Browne's idea of trauma of "the frozen present" becomes a key part to understanding how he looks at psychiatric and psychotherapeutic work. In an article published in Network Ireland magazine, Browne explains his attitude to trauma.

Once that shut down (through a traumatic experience) happens, then that experience is frozen. So it is not a case of a threatening memory being repressed, it is that it has never gotten in properly. Once it is frozen it is outside of time, so twenty years later this can be activate – some everyday event can trigger it – and you then experience it as if it is happening now. You don’t think about it and remember it – you feel it and experience it. And of course at that point you think you are going nuts because you look around and nothing traumatic is happening, yet you experience this traumatic feeling. That is why I called it "the frozen present", because when it comes, it comes through as the present, not as the past. Eventually when it works its way through and you experience it a few times then it moves into the past.

"The best example is grief" Ivor says, "if you have lost someone you have to do a lot of work over time in order to integrate that to allow it to become a memory. Then it becomes less threatening. When my wife died five years ago, the first year was absolute hell, and I couldn’t imagine feeling any joy. The second year was bad, but not quite as bad as the first. Now after five years I am quite contented. I have a different life.' By processing the trauma, it has shifted into memory, but this approach is not possible in the current psychiatric model."

His work on trauma influenced, and was influenced by, the work of Dr Stan Grof.

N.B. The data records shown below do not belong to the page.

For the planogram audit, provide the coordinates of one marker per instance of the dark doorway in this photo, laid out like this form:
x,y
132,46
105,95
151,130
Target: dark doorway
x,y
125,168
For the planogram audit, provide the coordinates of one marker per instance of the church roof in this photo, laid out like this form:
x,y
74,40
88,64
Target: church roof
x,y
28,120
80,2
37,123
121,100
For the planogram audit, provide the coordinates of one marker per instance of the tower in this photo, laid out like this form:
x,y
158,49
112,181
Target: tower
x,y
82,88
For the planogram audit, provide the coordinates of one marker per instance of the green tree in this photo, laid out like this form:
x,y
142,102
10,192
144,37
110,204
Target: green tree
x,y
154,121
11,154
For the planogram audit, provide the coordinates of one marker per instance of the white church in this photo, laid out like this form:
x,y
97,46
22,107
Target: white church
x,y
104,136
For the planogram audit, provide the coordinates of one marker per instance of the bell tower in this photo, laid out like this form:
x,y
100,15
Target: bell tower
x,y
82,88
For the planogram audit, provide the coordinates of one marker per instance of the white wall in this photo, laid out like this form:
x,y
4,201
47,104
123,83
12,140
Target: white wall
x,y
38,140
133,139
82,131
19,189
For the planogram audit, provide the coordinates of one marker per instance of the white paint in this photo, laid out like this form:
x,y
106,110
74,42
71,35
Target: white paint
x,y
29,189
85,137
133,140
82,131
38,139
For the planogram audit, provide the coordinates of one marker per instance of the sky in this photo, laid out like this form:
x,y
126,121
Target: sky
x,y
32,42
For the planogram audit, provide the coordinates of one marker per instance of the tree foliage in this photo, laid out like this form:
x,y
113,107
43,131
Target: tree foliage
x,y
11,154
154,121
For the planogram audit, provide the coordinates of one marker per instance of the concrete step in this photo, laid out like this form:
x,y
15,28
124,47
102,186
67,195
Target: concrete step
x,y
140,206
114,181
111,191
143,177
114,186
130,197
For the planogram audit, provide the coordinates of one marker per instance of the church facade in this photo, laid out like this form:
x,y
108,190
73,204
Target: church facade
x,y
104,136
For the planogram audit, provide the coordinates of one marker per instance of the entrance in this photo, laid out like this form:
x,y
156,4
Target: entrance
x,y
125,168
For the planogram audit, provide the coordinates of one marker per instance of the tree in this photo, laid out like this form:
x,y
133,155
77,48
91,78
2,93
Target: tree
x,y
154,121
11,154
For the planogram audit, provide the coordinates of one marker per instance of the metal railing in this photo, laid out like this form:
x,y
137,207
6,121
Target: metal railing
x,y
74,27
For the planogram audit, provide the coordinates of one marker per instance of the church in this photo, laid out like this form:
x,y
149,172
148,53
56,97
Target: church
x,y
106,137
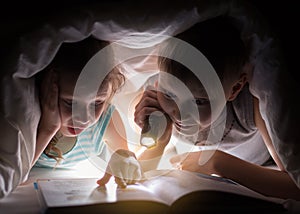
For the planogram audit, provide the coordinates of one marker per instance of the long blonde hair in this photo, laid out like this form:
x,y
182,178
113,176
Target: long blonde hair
x,y
73,57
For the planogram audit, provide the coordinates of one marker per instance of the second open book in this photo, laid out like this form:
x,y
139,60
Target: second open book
x,y
166,191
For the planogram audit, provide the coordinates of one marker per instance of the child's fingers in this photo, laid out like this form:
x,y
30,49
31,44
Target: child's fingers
x,y
120,182
178,159
104,180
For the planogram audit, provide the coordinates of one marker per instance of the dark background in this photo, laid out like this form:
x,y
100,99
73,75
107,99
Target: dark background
x,y
17,18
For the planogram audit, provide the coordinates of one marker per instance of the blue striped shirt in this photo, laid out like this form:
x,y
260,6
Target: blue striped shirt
x,y
89,143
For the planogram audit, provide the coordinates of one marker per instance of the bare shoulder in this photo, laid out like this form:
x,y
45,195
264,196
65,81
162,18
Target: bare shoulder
x,y
261,125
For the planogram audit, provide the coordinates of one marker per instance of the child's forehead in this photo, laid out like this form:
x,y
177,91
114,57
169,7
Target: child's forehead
x,y
173,83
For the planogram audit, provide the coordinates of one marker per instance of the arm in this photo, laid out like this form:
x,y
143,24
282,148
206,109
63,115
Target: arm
x,y
49,123
267,181
148,103
123,164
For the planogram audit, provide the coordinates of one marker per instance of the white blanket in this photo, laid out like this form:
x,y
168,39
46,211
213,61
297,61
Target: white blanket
x,y
135,27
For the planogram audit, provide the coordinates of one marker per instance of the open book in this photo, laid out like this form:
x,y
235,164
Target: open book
x,y
166,191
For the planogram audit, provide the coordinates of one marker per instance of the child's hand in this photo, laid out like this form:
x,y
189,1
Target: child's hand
x,y
208,163
124,166
50,119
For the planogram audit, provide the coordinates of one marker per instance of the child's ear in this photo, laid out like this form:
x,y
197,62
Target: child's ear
x,y
238,86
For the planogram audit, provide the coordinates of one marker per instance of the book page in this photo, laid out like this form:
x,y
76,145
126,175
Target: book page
x,y
162,186
85,191
170,185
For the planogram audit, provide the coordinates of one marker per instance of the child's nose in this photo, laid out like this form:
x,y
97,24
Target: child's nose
x,y
81,118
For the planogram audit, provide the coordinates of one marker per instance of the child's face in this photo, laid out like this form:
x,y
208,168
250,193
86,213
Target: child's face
x,y
88,107
186,102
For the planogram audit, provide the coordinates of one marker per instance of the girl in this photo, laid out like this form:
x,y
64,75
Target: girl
x,y
66,136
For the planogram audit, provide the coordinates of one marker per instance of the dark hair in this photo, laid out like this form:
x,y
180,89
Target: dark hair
x,y
72,57
219,41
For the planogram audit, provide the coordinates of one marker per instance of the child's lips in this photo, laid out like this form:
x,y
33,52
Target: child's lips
x,y
75,131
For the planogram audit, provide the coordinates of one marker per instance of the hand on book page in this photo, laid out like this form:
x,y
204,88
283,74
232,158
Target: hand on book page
x,y
166,191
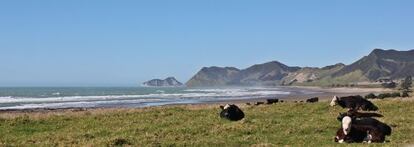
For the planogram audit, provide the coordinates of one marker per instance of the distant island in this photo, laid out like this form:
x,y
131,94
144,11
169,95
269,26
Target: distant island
x,y
379,66
168,82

In 1985, Browne published an article in the Irish Journal of Psychiatry, entitled "Psychological Trauma, or Unexperienced Experience" which at the time receive no citations. Stan Grof believed in the importance of Browne's work, and republished the article in Revision magazine in 1990.

===Attitude to drugs===

Browne experimented with LSD as a means to encourage regression experiences both in his personal life and professionally. He has campaigned against what he sees as an overuse of medications in modern psychiatry. He said:
When someone is depressed, [doctors] assume that this is caused by a disturbance in your biochemistry, which must be related to some sort of genetic thing in your personality. What I would want to know is what has happened in that person's past and their present that is disturbing their biochemistry and making them depressed? Our behaviour has an immediate and far-reaching effect on our chemical balance, but that question's not asked. Even as you and I are sitting here discussing this, there are all sorts of changes happening in your neurochemistry and in your body – so it's highly dynamic.

He has used psychiatric medications with his patients, but he said that he used a fraction of the drugs prescribed by modern psychiatrists.

===Community work===
Browne set up the Irish Foundation for Human Development, and started the first community association in Ireland in Ballyfermot, which worked to try to turn it into a thriving community.

==Bibliography==
- Ivor Browne, Music and Madness (Cork, Cork University Press, 2010).